In his current role, Kocher is charged with finding ways to reform the U.S. health system by slowing cost increases and improving clinical outcomes. He also advises the president on rural economic policy, food safety and obesity.
Kocher attended the University of Washington, where he earned bachelor’s degrees in political science and zoology. He then earned his M.D. from George Washington University while also completing a research scholarship with the Howard Hughes Medical Institute and the National Institutes of Health. He completed his residency training at the Beth Israel Deaconess Medical Center and Harvard Medical School.
Kocher joined McKinsey & Co. in 2002. While with the firm, he worked in 18 countries, including Canada, India and the U.K., “to develop health care reform strategies, create aligned economic incentives and improve health care outcomes.”
Kocher led the McKinsey Global Institute (MGI) research effort to determine the sources of high U.S. health-care costs.
Using that research as a basis, Kocher co-authored a widely-published report that concluded the U.S spends $650 billion more on health care “than might be expected given the country’s wealth and the experience of comparable members of the Organization for Economic Co-operation and Development.” The OECD is composed of 30 high-income countries that believe in free-market economic principles.
The MGI report pointed to costs associated with outpatient care, emergency-room visits and same-day hospital visits as the largest contributors to the $650 billion in additional expenditures.
In particular, the cost of tests performed during office visits and patient visits to specialists accounted for a substantial chunk of the additional spending. The discrepancy in the cost of prescription drugs in the U.S. compared with other countries also played a significant role.
While with McKinsey & Co., Kocher was co-author of a 2006 report titled “A Framework to Guide Health Care System Reform.”
The report outlines seven “key principles” for use in the formulation of reform measures. Those principles focus on prevention, more fiscally responsible health care decision making on the part of consumers, and promoting cost competitiveness among health care .

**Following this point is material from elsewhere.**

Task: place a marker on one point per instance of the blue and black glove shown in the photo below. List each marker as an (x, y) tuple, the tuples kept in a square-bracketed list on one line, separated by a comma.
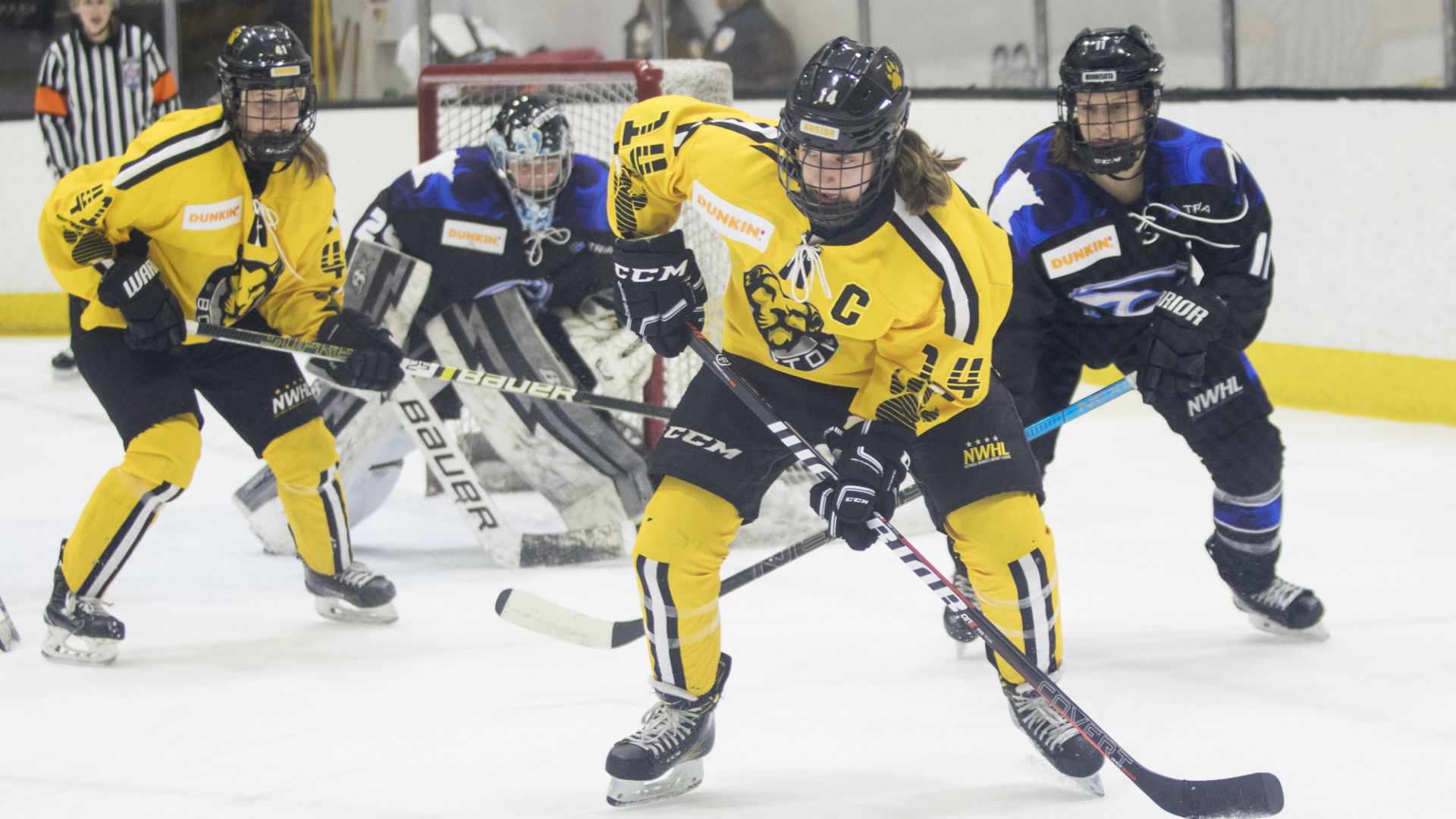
[(1187, 321), (375, 363), (871, 463), (133, 284), (658, 287)]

Patients, the report says, are “insulated from the final cost [of health services] by multiple administrative layers” and so have “little incentive to choose value for money.” Supplying patients with more information would lead them to make more economically beneficial health-care choices, the report argues.
Additionally, the report focuses on achieving “sustainable costs,” which could be created by partially adopting best practices in an effort to standardize the level of care from one facility to another, especially in terms of medical testing.
“Although process innovations offer the potential for improved productivity, they are often opposed by those who have a financial stake in maintaining the status quo,” the report says, calling on health-care system leaders to “eliminate barriers that exist simply to protect incumbent stakeholders.”
Kocher followed his former colleague, Diana Farrell, from McKinsey & Co. to the National Economic Council in January 2009. Farrell, along with Kocher, is listed as a co-author of the MGI report “A Framework to Guide Health Care System Reform” and is a deputy director of the NEC.